Alison Graham, Radio Times, 13th September 2013

After their disastrous honeymoon last week, newlyweds Louisa and Martin return to what passes for normal life in pretty Portwenn. Louisa (Caroline Katz) is back at school and baby James's new childminder Mel, throws the house into chaos when she's late for work. Martin (Martin Clunes) is uneasy about handing over his precious son to her, largely because she's constantly scratching herself. Martin's hopeless beside manner soon sends the new nanny into a fury and the Ellingham family into chaos just as they are about to entertain guests at dinner. Stand by for some comedy business involving a baby monitor.

Alison Graham, Radio Times, 9th September 2013

Why does the nation love miserable Doc Martin?

I've always been fascinated by its huge success because it does nothing for me, says Alison Graham.
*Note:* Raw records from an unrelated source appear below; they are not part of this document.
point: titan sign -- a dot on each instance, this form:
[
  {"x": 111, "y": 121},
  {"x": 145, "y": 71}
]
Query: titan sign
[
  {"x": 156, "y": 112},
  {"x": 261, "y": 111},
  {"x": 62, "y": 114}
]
Alison Graham, Radio Times, 9th September 2013

There's nothing subtle about Big School - for instance tonight's episode starts with a fart gag. But maybe that's why audiences enjoy David Walliams and the Dawson Brothers' cheerful, unsophisticated creation. Aged gags are telegraphed and thoroughly milked for every single comic possibility. Like the unfortunate pupil at Greybridge School, whose mother has run off with a Masai warrior during a family holiday. Cue sniggering staff making pointed and very lewd remarks (particularly grotesque headmistress Ms Baron) as thick Miss Postern ties herself in knots trying to be politically correct.
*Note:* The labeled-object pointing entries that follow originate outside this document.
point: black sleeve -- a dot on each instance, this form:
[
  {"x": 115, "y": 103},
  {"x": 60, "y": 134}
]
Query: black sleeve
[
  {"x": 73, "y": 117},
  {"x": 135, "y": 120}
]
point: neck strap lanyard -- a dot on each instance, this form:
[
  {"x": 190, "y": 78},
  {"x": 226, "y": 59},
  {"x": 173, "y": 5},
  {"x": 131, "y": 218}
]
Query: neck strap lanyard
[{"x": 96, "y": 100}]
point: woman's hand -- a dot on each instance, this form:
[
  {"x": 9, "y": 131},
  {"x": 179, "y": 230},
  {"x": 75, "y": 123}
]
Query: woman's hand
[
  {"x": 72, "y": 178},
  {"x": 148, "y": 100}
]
Elsewhere, Mrs Klebb presents the school play Juliet and Romeo, her "gender re-imagining of Shakespeare".

Alison Graham, Radio Times, 6th September 2013

There's bound to be ribaldry in an episode titled Knees and Knockers so lie down on your antique fainting couch right now as Stephen Fry and the teams get blushingly saucy. But it's all good fun and even educational. Come on, don't tell me you're not curious about where in the human body the "end-bulbs of Krause" are? Or the pores of Kohn? (Clue: it's not the title of a Star Trek movie.)

Elsewhere, David Mitchell has one of his Would I Lie To You?-type comic rants, this time about, of all things, the supposed idiocy of pandas. We learn why robins are associated with Christmas, the rules for the driving of cars in early 20th-century Pennsylvania and why red kites are called red kites, even though they aren't red.
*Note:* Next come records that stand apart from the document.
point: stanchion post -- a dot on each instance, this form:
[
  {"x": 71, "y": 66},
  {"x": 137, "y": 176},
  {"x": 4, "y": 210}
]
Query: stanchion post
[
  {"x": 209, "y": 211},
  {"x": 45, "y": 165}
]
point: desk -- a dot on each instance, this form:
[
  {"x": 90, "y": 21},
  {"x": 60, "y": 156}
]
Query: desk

Alison Graham, Radio Times, 6th September 2013

Pat and Cabbage are 60-something friends. Pat (Barbara Flynn) is a bit staid, Cabbage (Cherie Lunghi) is devil-may-care. Pat's daughter thinks Cabbage is a bad influence on her mum. But Pat gets caught up in her friend's schemes. A painfully jaunty soundtrack accompanies every single telegraphed gag - Pat's daughter brings a hamster into the house, Pat is afraid of hamsters, you know what's going to happen next.

Pat and Cabbage is written by actresses Amy Shindler (Brenda Tucker in The Archers) and Beth Chalmers and is produced by the people who gave us Last Tango in Halifax. But Pat and Cabbage is no Last Tango in Halifax.

Alison Graham, Radio Times, 5th September 2013

It's two years since we last saw flinty curmudgeon Dr Martin Ellingham and when we return to the pretty Cornish village of Portwenn nothing has changed - he's still a miserable git. Even the prospect of his much-anticipated wedding to his beloved Louisa doesn't put a song in his heart. The couple's first attempt at matrimony fell apart, but at last they are successful (this isn't a spoiler, the nuptials are in the opening minutes).

The ceremony is smartly dispatched by a very impatient groom and we spend the rest of the episode with the happy couple (Martin Clunes and Caroline Catz) as they confront a string of disasters on a hopeless honeymoon. There's not much of a story, just a series of increasingly weird and barely credible incidents. Back home Aunty Ruth (splendid Eileen Atkins) is babysitting, and has her fair share of troubles, too.